手が落ちた先は、亜耶香がひどく怪我をしている太ももだった。血で真っ赤に染まっている。
――ドクンッ!
突然、不思議な感覚に襲われた。
何だろう、全身が脈打つような、この感じは……?
――ドクンッドクンッ!
激しい寒気に襲われていた体が、少しずつ温かくなっていくような……。
――ドクンッドクンッドクンッ!
「……拓哉さん……その頭……」
亜耶香が目を見開いて、口に手を当てている。
「何をそんなに驚いて――」
あれ、喋れる?
それに――やけに体が軽い。拓哉は上半身を起こした。お腹の傷も、心なしかマシになっている気がする。
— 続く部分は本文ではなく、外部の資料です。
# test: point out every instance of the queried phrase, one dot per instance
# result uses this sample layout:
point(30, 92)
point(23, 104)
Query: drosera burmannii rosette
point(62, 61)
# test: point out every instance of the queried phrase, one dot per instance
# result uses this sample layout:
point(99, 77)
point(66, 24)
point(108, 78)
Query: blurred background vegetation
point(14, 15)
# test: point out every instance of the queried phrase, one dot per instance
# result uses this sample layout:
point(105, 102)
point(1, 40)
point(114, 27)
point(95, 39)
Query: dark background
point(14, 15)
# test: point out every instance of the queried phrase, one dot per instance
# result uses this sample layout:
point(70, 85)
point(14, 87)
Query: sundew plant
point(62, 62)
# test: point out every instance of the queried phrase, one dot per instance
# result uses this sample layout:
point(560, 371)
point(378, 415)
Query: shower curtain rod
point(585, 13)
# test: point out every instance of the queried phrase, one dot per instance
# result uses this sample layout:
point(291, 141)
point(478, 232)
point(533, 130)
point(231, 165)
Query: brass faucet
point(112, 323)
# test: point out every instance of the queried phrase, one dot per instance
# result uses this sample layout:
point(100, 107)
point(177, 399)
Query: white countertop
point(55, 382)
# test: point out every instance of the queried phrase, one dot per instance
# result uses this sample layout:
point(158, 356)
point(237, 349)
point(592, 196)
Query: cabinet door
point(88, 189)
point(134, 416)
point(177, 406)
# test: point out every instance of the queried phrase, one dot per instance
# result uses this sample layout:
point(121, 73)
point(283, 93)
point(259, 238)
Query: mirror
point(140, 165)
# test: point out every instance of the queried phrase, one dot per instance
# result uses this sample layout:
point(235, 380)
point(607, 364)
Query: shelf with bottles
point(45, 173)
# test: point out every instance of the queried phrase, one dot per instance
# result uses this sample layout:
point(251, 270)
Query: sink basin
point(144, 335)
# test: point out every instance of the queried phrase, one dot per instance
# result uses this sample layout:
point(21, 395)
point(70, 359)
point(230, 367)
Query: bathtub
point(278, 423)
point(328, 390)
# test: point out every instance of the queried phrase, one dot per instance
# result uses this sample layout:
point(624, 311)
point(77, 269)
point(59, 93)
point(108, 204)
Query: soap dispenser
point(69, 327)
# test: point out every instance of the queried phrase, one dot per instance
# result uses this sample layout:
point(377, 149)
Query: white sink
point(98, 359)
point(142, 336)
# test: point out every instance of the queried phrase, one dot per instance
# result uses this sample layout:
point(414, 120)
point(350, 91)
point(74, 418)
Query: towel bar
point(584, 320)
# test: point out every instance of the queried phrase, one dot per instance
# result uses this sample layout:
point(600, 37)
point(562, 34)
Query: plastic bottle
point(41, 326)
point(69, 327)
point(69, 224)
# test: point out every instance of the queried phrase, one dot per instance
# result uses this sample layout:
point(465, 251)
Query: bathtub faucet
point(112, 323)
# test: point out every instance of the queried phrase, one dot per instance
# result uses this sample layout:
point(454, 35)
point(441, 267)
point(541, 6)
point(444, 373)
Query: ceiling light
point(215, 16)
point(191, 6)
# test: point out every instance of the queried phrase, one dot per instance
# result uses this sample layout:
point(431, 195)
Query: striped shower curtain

拓哉は頭に手をやった。亜耶香が先ほどからやけに驚いた顔で見ているものだから、気になったのだ。
「……ん?」
ちょうど眉間の上あたりに、固いしこりのようなものがあった。
しこり……いや、尖っているような――。
「――角! それ、鬼の角です!」
「え? 鬼の角?」
言われてみると、確かに鬼の角のような形をしている。
……でも、なぜだ?
確かに拓哉の母は鬼だったが、拓哉に角が生えたことは今まで一度もなかった。
人間と鬼の間に生まれた子供は人間として生まれてくるのだと思っていたが、そうではなかったのか……?
拓哉の思考は、しかし甲高い声で遮られた。
「はあ? あんたも鬼だったの? 生意気にもレイナをだましてたってわけ。――ぶっ殺してやる!」
レイナは立ち上がると、地面に刺していた剣を口で咥えて引き抜き、猛然と向かってくる。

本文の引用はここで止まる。